Summly takes long-form stories and shortens them for readers using smartphones.
In a telephonic interview on Monday, D’Aloisio said “I’ve still got a year and a half left at my high school.” But he will make arrangements to test out of his classes and work from the Yahoo office in London, partly to abide by the company’s much-debated policy prohibiting employees working from home.
AllThingsD, a technology news site, pegged the purchase price at about $30 million.
Summly’s investors included Wendi Murdoch, Ashton Kutcher and Yoko Ono. , the Hong Kong billionaire Li Ka-shing had invested to support D’Aloisio’s idea from the beginning, even before it came to be known as Summly.
D’Aloisio said, “They took a gamble on me when I was a 15-year-old by providing seed financing that let me hire employees and lease office space.”
Among D’Aloisio’s earlier apps is the one on TechCrunch.
D’Aloisio parried of questions about his age on Monday. He acknowledged that it was an advantage in some pitch meetings, and certainly in the news media, “but so was the strength of the idea.”

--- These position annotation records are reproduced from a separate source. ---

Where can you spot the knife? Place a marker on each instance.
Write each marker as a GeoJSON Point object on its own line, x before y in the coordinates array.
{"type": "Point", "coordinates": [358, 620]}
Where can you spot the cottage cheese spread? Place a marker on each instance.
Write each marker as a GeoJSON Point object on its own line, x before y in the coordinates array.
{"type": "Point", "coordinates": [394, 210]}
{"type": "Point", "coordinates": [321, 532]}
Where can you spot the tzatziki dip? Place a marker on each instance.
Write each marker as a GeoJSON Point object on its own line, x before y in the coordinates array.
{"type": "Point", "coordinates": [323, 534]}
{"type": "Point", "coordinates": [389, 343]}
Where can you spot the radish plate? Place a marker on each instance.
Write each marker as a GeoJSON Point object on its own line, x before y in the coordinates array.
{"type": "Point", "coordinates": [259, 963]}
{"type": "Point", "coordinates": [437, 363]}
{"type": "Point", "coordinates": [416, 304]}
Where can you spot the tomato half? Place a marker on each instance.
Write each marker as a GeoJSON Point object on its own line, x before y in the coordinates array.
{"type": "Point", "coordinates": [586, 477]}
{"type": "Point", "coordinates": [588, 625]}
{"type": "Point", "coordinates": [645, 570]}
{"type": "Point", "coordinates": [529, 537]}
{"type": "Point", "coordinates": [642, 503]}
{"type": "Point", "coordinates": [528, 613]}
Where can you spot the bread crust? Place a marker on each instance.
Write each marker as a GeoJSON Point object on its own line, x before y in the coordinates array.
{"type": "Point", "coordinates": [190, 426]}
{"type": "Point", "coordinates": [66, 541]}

He eagerly talked about his new employer, Yahoo. Yahoo has been trying to reinvent itself as a mobile-first technology company after Marissa Mayer became chief executive.
D’Aloisio fascination with technology stated when he was only 12 when he started coding. He bumped into an idea to develop an app with what he calls an “automatic summarisation algorithm,” one that “can take pre-existing long-form content and summarise it.” Simply put, it tries to solve a problem that is often summed up with the abbreviation tl;dr: “too long; didn’t read.”
Yahoo said in a statement that while the Summly app would be shut down, “we will acquire the technology and you’ll see it come to life throughout Yahoo’s mobile experiences soon.”
Recently, news-reading apps have attracted corporate attention as of late, reflecting the scramble by media companies to adapt to skyrocketing traffic from mobile devices. LinkedIn is also said to be pursuing an app called Pulse currently.